> All memory must be statically allocated at startup. But why? If you do that yo...

matklad · 2025-12-29T19:20:10 1767036010

See https://github.com/tigerbeetle/tigerbeetle/blob/main/docs/TI... for motivation.

- Operational predictability --- latencies stay put, the risk of threshing is reduced (_other_ applications on the box can still misbehave, but you are probably using a dedicated box for a key database)

- Forcing function to avoid use-after-free. Zig doesn't have a borrow checker, so you need something else in its place. Static allocation is a large part of TigerBeetle's something else.

- Forcing function to ensure existence of application-level limits. This is tricky to explain, but static allocation is a _consequence_ of everything else being limited. And having everything limited helps ensure smooth operations when the load approaches deployment limit.

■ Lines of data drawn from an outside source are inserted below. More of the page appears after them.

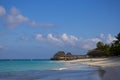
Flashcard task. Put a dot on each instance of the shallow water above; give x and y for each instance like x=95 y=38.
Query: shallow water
x=46 y=70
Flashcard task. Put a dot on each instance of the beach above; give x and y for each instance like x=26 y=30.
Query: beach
x=109 y=67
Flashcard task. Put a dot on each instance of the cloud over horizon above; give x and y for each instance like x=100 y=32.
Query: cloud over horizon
x=15 y=19
x=73 y=41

- Code simplification. Surprisingly, static allocation is just easier than dynamic. It has the same "anti-soup-of-pointers" property as Rust's borrow checker.

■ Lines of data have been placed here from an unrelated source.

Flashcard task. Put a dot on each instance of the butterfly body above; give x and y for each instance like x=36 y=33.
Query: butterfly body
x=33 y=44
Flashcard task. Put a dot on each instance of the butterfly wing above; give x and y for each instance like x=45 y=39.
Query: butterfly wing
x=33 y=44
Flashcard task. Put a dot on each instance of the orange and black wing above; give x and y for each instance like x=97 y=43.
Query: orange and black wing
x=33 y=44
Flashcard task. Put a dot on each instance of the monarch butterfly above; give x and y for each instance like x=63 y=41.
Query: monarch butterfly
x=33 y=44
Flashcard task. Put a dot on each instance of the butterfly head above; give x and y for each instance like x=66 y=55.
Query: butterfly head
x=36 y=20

pron · 2025-12-29T20:10:43 1767039043

> Forcing function to avoid use-after-free

Doesn't reusing memory effectively allow for use-after-free, only at the progam level (even with a borrow checker)?

muvlon · 2025-12-29T22:07:24 1767046044

Yes, kind of. In the same sense that Vec<T> in Rust with reused indexes allows it.

Notice that this kind of use-after-free is a ton more benign though. This milder version upholds type-safety and what happens can be reasoned about in terms of the semantics of the source language. Classic use-after-free is simply UB in the source language and leaves you with machine semantics, usually allowing attackers to reach arbitrary code execution in one way or another.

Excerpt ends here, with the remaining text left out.